The embattled stock of Alibaba Group Holdings (BABA 2.92%) hit more turbulence recently when the U.S. Securities & Exchange Commission listed the company as a potential candidate for delisting from the New York Stock Exchange.

Delisting is a big deal, but investors shouldn't panic. Here are the facts you need to know and what it means for the stock and its shareholders.

Why Alibaba is in hot water

Foreign companies that list on U.S. stock exchanges require auditing from the Public Company Accounting Oversight Board, which the Securities & Exchange Commission (SEC) oversees. This stems from a law passed in 2020 that aims to prevent foreign companies from falsifying information or other improper tactics.

A foreign company could face delisting if it fails to comply with the audit requirement for three consecutive years. The SEC recently included Alibaba and roughly 200 Chinese companies on a list of stocks that could face delisting due to this requirement. It's not the final straw, but it's a shot across the bow.

It's uncertain how things will move forward from here, but it's a reminder that relations between the U.S. and China are tense; Nancy Pelosi recently visited Taiwan, a move that angered China, which claims Taiwan as a territory of its own.

Alibaba has been listed on the New York Stock Exchange since 2014 but could become a pawn in this ongoing political standoff.

Delisting: What does it mean?

A company delists when it violates an exchange's rules and qualifications. Delisting isn't the death sentence it sounds like. Investors can still trade a stock on the over-the-counter (OTC) markets through their online brokerages even if it's not listed on major exchanges like the New York Stock Exchange or the Nasdaq Stock Market.

The drawback with OTC markets is that they can have looser reporting and oversight standards and can be more volatile than stocks listed on the major exchanges. Many penny stocks trade on OTC markets, but some notable companies do too, including fellow Chinese technology company Tencent Holdings.

How will this impact Alibaba?

Nobody can predict the future, but delisting would likely create more turbulence for the stock; the shares sold off on the news that the SEC had listed Alibaba for potential delisting.

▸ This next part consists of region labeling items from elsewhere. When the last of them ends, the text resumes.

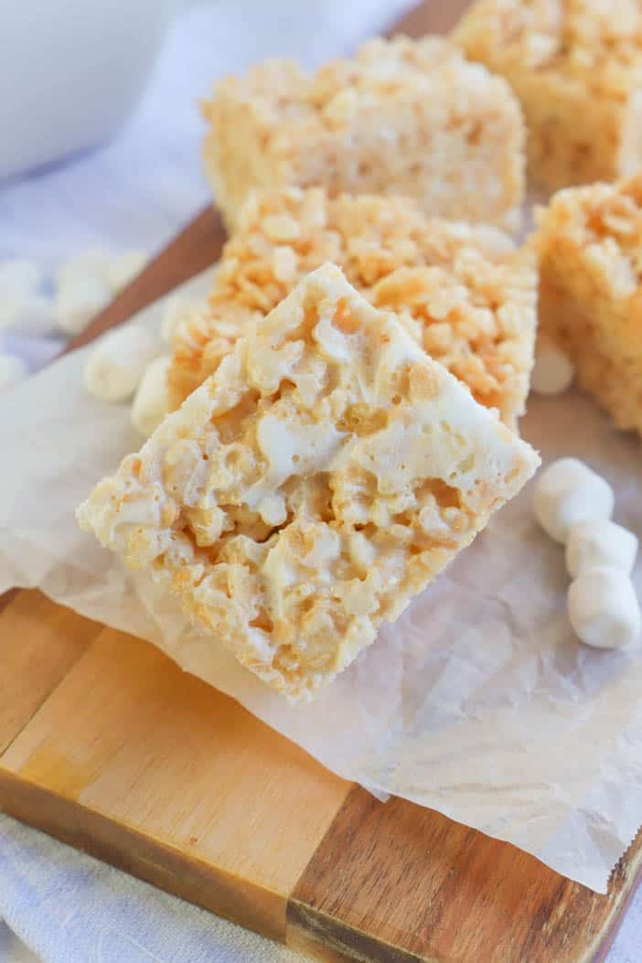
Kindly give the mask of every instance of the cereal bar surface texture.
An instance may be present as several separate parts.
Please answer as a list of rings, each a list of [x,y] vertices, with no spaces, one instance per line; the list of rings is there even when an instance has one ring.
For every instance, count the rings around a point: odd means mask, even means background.
[[[404,195],[431,215],[519,224],[520,105],[441,38],[372,40],[313,76],[269,61],[220,81],[203,110],[205,168],[229,228],[250,189],[290,185]]]
[[[538,213],[540,324],[620,429],[642,434],[642,174]]]
[[[369,300],[398,311],[428,354],[515,428],[533,363],[533,260],[497,228],[428,219],[407,198],[330,198],[319,188],[255,195],[223,249],[209,309],[175,336],[172,404],[216,371],[251,318],[333,261]]]
[[[534,182],[554,190],[642,167],[640,0],[478,0],[452,39],[520,98]]]
[[[250,325],[78,517],[300,698],[396,619],[537,463],[326,265]]]

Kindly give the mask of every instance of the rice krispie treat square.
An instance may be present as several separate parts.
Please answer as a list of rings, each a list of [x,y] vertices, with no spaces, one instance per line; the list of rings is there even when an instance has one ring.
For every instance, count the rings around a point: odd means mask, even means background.
[[[537,464],[326,265],[249,323],[78,518],[298,698],[370,645]]]
[[[639,0],[478,0],[451,39],[520,98],[533,182],[557,189],[642,167]]]
[[[616,426],[642,434],[642,174],[567,188],[536,218],[542,329]]]
[[[207,311],[176,332],[173,406],[216,371],[254,317],[325,261],[357,290],[399,311],[429,354],[511,428],[528,393],[537,274],[501,231],[428,219],[409,198],[328,197],[323,189],[253,195],[225,246]]]
[[[426,214],[514,229],[525,129],[505,81],[442,38],[375,39],[313,76],[269,61],[203,105],[205,167],[233,228],[251,189],[415,197]]]

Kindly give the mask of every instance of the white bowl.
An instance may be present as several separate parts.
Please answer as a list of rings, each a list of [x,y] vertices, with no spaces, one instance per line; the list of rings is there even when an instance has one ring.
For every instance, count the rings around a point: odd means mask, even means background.
[[[175,0],[0,0],[0,177],[110,137],[141,97]]]

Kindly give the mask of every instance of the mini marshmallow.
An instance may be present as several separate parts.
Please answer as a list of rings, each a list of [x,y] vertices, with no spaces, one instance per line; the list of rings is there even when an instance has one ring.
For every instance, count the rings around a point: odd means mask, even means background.
[[[537,341],[535,365],[530,376],[530,387],[537,395],[560,395],[571,387],[575,368],[564,351],[540,335]]]
[[[131,398],[159,351],[158,340],[140,325],[128,325],[110,332],[87,359],[87,390],[103,402]]]
[[[164,354],[145,369],[132,405],[132,425],[146,438],[161,424],[169,410],[167,369],[171,357]]]
[[[0,351],[0,394],[24,380],[28,374],[29,369],[22,358]]]
[[[553,461],[535,482],[535,517],[557,542],[566,541],[577,522],[610,518],[614,504],[609,483],[578,458]]]
[[[566,567],[573,579],[586,568],[607,565],[630,575],[637,556],[637,536],[606,518],[591,518],[571,527]]]
[[[12,295],[34,294],[41,283],[42,275],[33,261],[0,261],[0,300]]]
[[[110,300],[107,285],[92,274],[62,281],[56,296],[58,326],[67,334],[80,334]]]
[[[606,565],[583,569],[568,594],[571,625],[586,645],[626,648],[640,634],[640,607],[625,572]]]
[[[126,250],[105,263],[103,276],[113,294],[122,291],[141,273],[149,255],[144,250]]]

But there's a fair argument that Wall Street has priced in much of the damage. Over the past two years, investors crippled the price-to-sales (P/S) ratio, pushing it down more than 80% from 10 to less than 2.

BABA PS Ratio Chart.

BABA PS Ratio data by YCharts.

The stock is trading at its lowest valuation since listing in the U.S. The business is still growing profits; analysts expect earnings-per-share (EPS) growth to average 9% annually over the next three to five years.

Delisting won't impact Alibaba's business; the company will still operate the same regardless of where its shares trade. The added volatility of trading on the OTC markets isn't for everyone, but if it comes to that point, Alibaba can still be a good investment for investors willing to take on the risk.